One in five French children lives in poverty, according to a Unicef report that will heap pressure on the government to deliver reforms to cut unemployment.
The United Nations agency said the number of minors facing hardship has grown consistently in recent years due to the economic crisis, with now three million children living below the poverty line across the country.
"Our report is an alarm call that should push French authorities to take urgent and efficient action for every child," said Unicef France chief Michele Barzach.
The report detailed how between 2008 and 2012 an extra 440,000 children fell into poverty.

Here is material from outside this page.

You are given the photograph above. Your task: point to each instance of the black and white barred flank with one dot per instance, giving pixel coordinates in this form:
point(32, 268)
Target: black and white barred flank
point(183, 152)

"We know that they are paying the heaviest price for the economic crisis because poverty greatly hinders their development, makes them vulnerable in the long-term and puts their future in danger," the report read.
It added that, according to data published in November 2014, about 30,000 children are homeless, a figure that went up 44% between 2001 and 2012. Up to 10,000 others live in shantytowns, while 140,000 drop out of school every year, Unicef said.
UN agency figures also revealed that 28% of youths aged six to 18 has had suicidal thoughts, according to a 2014 survey on 11,232 children.
Barzach said that despite the shocking statistics, France was still a far better place to be born and raised than many other countries. However she said: "France has failed in part with regards to childhood and youth."
Unemployment in the country, the Eurozone second largest economy, reached a record high in April, with 3.53 million jobless people and is currently at more than 10%.
As he was elected in 2012, Socialist president Francois Hollande pledged to create more jobs and recently stated he would not stand for re-election in 2017 if he failed to do so.